Japanese automaker Honda said Tuesday it had offered a 24 percent pay rise to workers in China to end a strike that has cast the spotlight on mounting labour unrest in the world's number three economy.

The problems faced by Japan's number two carmaker come after a spate of suicides at a plant owned by Taiwan's Foxconn, which assembles Apple's iPhone and other gadgets, and a brief strike at a parts supplier for Beijing Hyundai.

The incidents have raised questions about working conditions for the millions of employees in China's factories, and sparked calls for better oversight from the corporate heavyweights who benefit from Chinese labour.

Honda is ready to give a 366-yuan (53.80-dollar) monthly raise to workers at Honda Auto Parts Manufacturing Co., in southern Foshan city, taking monthly salaries including allowances to 1,910 yuan, officials in Tokyo said.

"As a result, operations resumed at part of the production lines for auto parts," Honda spokeswoman Akemi Ando said.

"Today, we will decide on whether we can resume operations at our main assembly lines starting on June 3."

"Employees there are largely accepting our offer, while we will continue negotiations with those who are not satisfied with it by asking Chinese local authorities to play a mediator role," she added.

Production partially resumed Monday at the parts factory, but Honda's Chinese assembly joint ventures, Guangqi Honda Automobile and Dongfeng Honda Automobile, remained closed due to the lack of key components, Honda said.

Honda has a production capacity of 650,000 vehicles per year in China. The Foshan auto parts unit in southern Guangdong province -- China's main factory belt -- makes transmission and engine parts.

About 200 people, apparently trade union officials, scuffled with workers who refused to end the strike Monday and forced them from the factory, but no one was seriously hurt, Xia Houquan, a striker, told AFP.

"They said they would sack anyone who refused to come back to work and that's how the others were forced to return... If they fire me, maybe I'll have to find another job," said Xia.

District government officials sent union officials to the plant to ensure production resumed, the official Xinhua news agency reported, citing unnamed government sources.

Xinhua reported about 40 workers tried to prevent colleagues from resuming work but were confronted by dozens of people carrying cards identifying them as union officials at a factory gate Monday.

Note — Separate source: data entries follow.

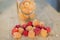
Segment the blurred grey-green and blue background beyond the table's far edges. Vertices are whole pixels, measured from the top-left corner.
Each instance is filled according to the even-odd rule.
[[[55,8],[58,12],[60,11],[60,0],[44,0],[44,1],[46,1],[53,8]],[[16,0],[0,0],[0,11],[8,8],[15,2]]]

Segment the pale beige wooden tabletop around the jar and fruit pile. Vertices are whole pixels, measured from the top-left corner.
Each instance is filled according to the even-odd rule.
[[[56,34],[52,37],[49,36],[46,40],[60,40],[60,14],[50,5],[46,5],[42,11],[39,10],[38,8],[36,12],[38,14],[37,18],[51,26],[53,33]],[[13,40],[11,37],[11,29],[16,24],[19,24],[19,22],[16,4],[14,3],[0,14],[0,40]],[[38,38],[38,40],[40,39]]]

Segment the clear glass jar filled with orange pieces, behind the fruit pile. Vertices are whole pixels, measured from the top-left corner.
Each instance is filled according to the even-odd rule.
[[[20,24],[35,19],[36,4],[34,0],[17,0],[17,13]]]

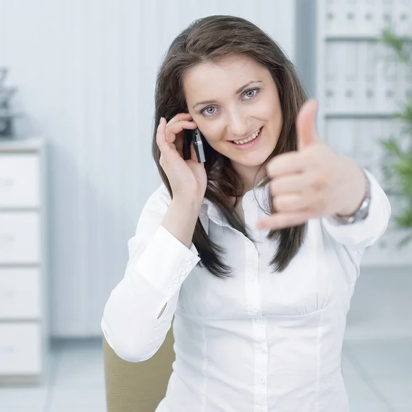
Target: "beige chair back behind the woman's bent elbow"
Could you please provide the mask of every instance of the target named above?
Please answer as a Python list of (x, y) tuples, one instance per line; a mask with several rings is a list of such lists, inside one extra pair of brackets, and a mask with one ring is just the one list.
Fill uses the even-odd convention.
[(130, 363), (103, 337), (107, 412), (154, 412), (163, 399), (174, 361), (172, 329), (152, 358)]

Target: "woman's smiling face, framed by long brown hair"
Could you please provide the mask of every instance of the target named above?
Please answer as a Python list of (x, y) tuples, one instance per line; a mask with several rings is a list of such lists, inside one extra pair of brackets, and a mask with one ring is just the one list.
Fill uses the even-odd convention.
[[(238, 56), (194, 67), (185, 73), (183, 85), (189, 112), (207, 142), (253, 186), (282, 129), (271, 73), (255, 60)], [(255, 183), (263, 177), (261, 170)]]

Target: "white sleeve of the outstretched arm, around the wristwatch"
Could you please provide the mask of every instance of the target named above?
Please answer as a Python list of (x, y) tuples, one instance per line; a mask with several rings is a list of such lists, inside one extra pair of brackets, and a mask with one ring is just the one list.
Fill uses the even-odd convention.
[(371, 202), (367, 218), (352, 225), (340, 225), (332, 218), (321, 218), (323, 227), (336, 242), (360, 251), (374, 244), (385, 233), (391, 216), (391, 205), (387, 195), (375, 177), (367, 170), (364, 171), (371, 185)]

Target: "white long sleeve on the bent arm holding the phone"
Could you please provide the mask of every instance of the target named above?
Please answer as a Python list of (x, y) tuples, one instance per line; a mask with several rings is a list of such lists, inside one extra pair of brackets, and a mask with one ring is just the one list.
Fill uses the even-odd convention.
[(181, 285), (200, 261), (194, 244), (187, 249), (161, 226), (169, 205), (161, 185), (141, 211), (128, 241), (124, 278), (104, 308), (102, 332), (126, 361), (146, 361), (157, 352), (171, 327)]

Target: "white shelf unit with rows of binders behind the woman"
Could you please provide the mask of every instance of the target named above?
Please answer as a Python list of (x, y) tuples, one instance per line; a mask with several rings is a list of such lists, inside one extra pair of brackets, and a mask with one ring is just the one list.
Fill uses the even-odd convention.
[[(317, 1), (319, 133), (340, 155), (367, 168), (385, 189), (379, 140), (401, 133), (402, 124), (393, 114), (412, 98), (412, 71), (379, 41), (388, 25), (400, 36), (412, 36), (412, 0)], [(391, 205), (396, 214), (396, 199), (391, 198)], [(382, 238), (365, 251), (363, 266), (411, 266), (412, 244), (397, 248), (403, 236), (391, 221)]]

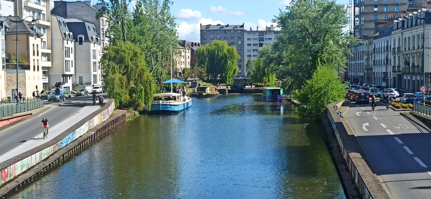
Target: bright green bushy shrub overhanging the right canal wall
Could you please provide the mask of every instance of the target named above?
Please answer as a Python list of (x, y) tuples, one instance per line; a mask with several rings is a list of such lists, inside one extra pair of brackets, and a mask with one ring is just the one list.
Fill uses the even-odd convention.
[(319, 66), (297, 94), (301, 103), (299, 115), (312, 119), (319, 117), (330, 103), (344, 99), (346, 88), (333, 68)]

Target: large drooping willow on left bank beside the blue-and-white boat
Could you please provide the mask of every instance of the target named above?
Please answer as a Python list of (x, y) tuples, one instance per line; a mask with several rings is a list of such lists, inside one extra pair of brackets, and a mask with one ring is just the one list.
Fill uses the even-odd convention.
[[(144, 53), (130, 42), (119, 42), (106, 47), (100, 59), (103, 83), (109, 98), (115, 99), (116, 107), (140, 110), (149, 105), (153, 97), (153, 76), (145, 62)], [(122, 74), (128, 68), (127, 74)], [(150, 106), (148, 106), (150, 109)]]

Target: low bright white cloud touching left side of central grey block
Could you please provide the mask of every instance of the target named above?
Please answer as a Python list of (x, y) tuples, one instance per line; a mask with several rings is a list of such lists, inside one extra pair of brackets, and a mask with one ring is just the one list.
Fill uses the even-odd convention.
[(177, 26), (178, 36), (181, 40), (187, 40), (187, 41), (197, 41), (200, 42), (200, 24), (202, 25), (225, 25), (225, 23), (216, 20), (213, 21), (212, 19), (206, 19), (201, 18), (197, 23), (188, 24), (187, 22), (181, 22)]

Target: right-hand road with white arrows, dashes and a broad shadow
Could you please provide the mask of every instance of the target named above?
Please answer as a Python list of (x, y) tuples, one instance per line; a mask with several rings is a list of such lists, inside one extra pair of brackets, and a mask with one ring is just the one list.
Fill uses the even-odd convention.
[(351, 106), (344, 117), (362, 145), (365, 162), (394, 199), (431, 196), (431, 134), (378, 103)]

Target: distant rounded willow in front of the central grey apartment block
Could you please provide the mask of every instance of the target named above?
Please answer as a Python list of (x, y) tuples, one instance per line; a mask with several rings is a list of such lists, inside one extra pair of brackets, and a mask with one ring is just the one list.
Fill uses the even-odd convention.
[(227, 41), (212, 41), (196, 50), (197, 65), (202, 65), (209, 79), (220, 79), (226, 84), (234, 83), (238, 73), (237, 60), (240, 56), (235, 46), (229, 46)]

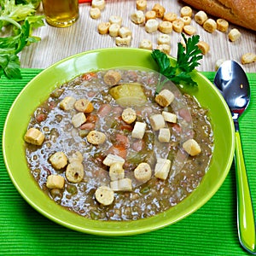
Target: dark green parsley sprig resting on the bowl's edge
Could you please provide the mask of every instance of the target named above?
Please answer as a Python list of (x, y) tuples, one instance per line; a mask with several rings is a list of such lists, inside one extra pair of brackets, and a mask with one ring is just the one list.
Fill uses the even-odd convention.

"We are not satisfied. We were demanding (an increase of) 800 yuan," said Xia, 23, who worked in the transmission assembly department.

"Living costs are so expensive here. I can hardly save any money and sometimes have to borrow."

Production at the four factories operated by Honda's two joint ventures stopped about a week ago.

Honda sold 576,223 vehicles in China last year, up 23 percent year on year. Its Chinese sales rose 31 percent year on year in April to 55,113 units.

Labour issues in China have come to the forefront in recent weeks after the suicides at Foxconn, which also counts Dell and Sony among its clients.

In an apparent effort to confront a tide of bad publicity, Foxconn announced a 20 percent wage rise at its China plants.

Elsewhere, around 1,000 workers at an auto parts supplier of Beijing Hyundai, a joint venture of the South Korean carmaker, went on strike last week but returned to work after management promised rises, state media said.

According to the All-China Federation of Trade Unions, nearly a quarter of Chinese employees have not had a raise in five years, Xinhua said.

"The price of labour in China has indeed been twisted and much undervalued," Chang Xiuze, a researcher at China's top economic planning agency, the National Development and Reform Commission, told the agency.